A backfilled value and a measured one must never look identical to a model.
Capture at the edge, recover idempotently
The first defence against gaps is to stop creating them. A small buffer on the edge gateway holds readings polled from Modbus or OPC UA tags when the uplink to the central TSDB is down, then replays them once the link returns. With MQTT this is largely store-and-forward: persistent sessions and queued messages. With a polling gateway it is a local ring buffer keyed by source timestamp. Either way, the data the plant actually produced survives a network outage instead of vanishing.
Replay has to be safe to repeat. We make backfill idempotent by writing on a natural key of source, signal and timestamp, so a re-sent batch upserts rather than duplicates. A watermark per source records the latest contiguous timestamp confirmed as durable, so a recovering buffer knows where to resume and a crashed backfill job can re-run without double-counting energy or smearing a cumulative meter total.
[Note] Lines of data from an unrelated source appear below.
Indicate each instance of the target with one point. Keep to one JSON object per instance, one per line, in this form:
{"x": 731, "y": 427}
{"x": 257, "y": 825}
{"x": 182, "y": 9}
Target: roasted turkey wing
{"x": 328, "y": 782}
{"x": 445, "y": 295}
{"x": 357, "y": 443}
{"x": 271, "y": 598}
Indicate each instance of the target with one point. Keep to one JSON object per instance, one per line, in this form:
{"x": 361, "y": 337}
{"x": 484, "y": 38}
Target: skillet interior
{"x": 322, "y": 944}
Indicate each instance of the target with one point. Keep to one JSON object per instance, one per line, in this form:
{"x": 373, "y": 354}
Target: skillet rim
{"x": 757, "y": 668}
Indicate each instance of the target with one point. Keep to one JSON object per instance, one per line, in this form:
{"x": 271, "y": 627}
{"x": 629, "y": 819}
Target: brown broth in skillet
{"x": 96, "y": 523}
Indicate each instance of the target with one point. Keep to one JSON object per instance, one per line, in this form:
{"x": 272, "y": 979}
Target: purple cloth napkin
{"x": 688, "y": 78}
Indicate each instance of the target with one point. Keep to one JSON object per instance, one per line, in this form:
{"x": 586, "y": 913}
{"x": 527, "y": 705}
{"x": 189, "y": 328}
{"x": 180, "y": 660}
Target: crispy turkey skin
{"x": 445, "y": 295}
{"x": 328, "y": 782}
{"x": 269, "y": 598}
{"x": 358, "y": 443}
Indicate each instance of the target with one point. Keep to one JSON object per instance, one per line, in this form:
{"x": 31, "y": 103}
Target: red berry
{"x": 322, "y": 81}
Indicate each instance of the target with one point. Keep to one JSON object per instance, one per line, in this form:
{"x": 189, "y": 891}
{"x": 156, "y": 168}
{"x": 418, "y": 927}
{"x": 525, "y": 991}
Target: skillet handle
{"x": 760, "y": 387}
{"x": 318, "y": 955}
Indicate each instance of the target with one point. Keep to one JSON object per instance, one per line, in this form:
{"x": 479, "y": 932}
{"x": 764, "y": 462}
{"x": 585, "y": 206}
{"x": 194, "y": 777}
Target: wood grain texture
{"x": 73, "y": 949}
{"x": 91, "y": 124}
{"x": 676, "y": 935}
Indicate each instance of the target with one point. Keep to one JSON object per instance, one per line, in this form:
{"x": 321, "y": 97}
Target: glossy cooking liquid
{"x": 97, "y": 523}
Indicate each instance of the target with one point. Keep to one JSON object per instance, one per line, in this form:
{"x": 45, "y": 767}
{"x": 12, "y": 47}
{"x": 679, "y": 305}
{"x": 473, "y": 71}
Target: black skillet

Label every value, do not fabricate it
The most expensive mistake in telemetry is treating a missing value as zero. A null means we do not know the output; a true zero means the inverter was producing nothing. Conflate them and a comms outage becomes phantom downtime, a clear-sky baseline drifts towards the floor, and any model trained on the history quietly inherits the bias. Keep nulls as nulls through ingestion, and assert zero only where a status flag or a known curtailment signal supports it.
Where a value is reconstructed at all, mark it as such. We carry a quality flag on every reading: measured, interpolated, backfilled or estimated. A forecast can then exclude interpolated points from training, a settlement report can footnote them, and an operator can see at a glance which figures are real. Interpolation is a presentation choice for a dashboard, never a silent edit to the stored record.
Gap handling looks like plumbing until an unflagged interpolation poisons a forecast or inflates a curtailment claim. Getting it right is discipline applied consistently across every source and protocol: buffering, watermarks, upserts and honest quality flags. That discipline is what we build into the data layers behind our energy & renewables work, so the numbers your models and reports rely on are the numbers the plant actually produced.